Fig. 3: Common downregulation of genes across cell types. | Nature

Fig. 3: Common downregulation of genes across cell types.

From: Single-cell transcriptomic and genomic changes in the ageing human brain

Fig. 3

a, Number of downregulated (blue) and upregulated (red) genes for each cell type in elderly donors. DEGs, differentially expressed genes. b, Heat map of significantly downregulated differentially expressed genes in elderly donors. Genes not differentially expressed are in white. The leftmost genes are defined as common across cell types (down in one or more excitatory, one or more inhibitory and two or more non-neuronal cell types). c, GO terms of genes downregulated in ageing plotted as general categories (see Supplementary Table 8 for full GO results). Housekeeping functions (shades of blue) are commonly downregulated. d, Housekeeping genes are significantly downregulated in elderly relative to adult brains in all neuron types.
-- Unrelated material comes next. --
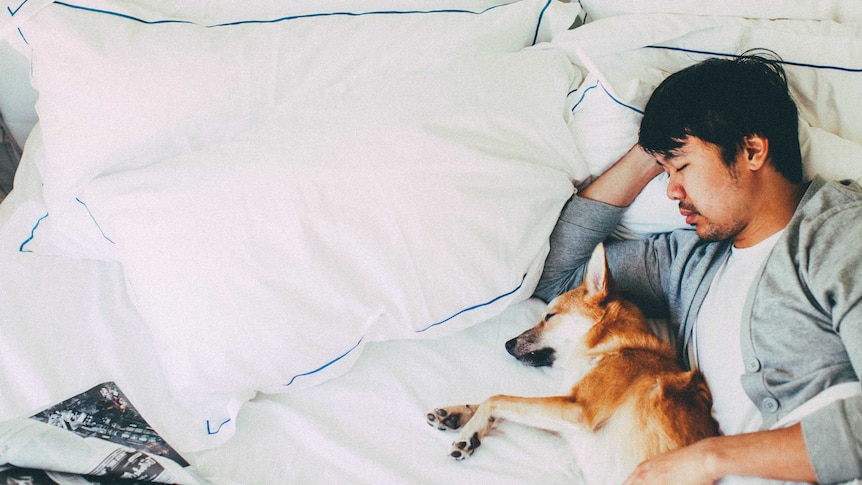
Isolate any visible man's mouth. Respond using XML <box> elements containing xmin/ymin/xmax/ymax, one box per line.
<box><xmin>679</xmin><ymin>207</ymin><xmax>698</xmax><ymax>225</ymax></box>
Boxes show median, first and third quartiles. Whiskers show 1.5 × IQR beyond the first and third quartiles (****P < 0.0001 and fold change < −0.05, two-sided Wilcoxon rank-sum test; elderly n = 7, adult n = 9). e, Mean gene effect score for all of the downregulated (blue) and upregulated (red) genes (in elderly versus adult donors) in the DepMap database. The downregulated genes for both neurons (left) and microglia (right) are more essential than the upregulated genes (two-sided t-test; neurons down n = 1,954, neurons up n = 455, microglia down n = 149, microglia up n = 75; neurons ****P = 7.33 × 10−7, microglia ****P = 9.09 × 10−7). Boxes and whiskers as in d. Points beyond whiskers are outliers. f,g, Fold change in elderly versus adult ribosomal-protein genes from both the small and the large subunit by snRNA-seq (two-sided t-test; elderly n = 7, adult n = 9) (f) and MERFISH (two-sided Wilcoxon rank-sum test; elderly n = 3, adult n = 3) (g). Inb, inhibitory. Genes shown in both f and g are colour-coded. Boxes and whiskers as in e. h, Expression of immediate early genes in excitatory neurons decreases with age. Grey shading, 95% confidence intervals. All data points shown (*P < 0.05, **P < 0.01, ***P < 0.001).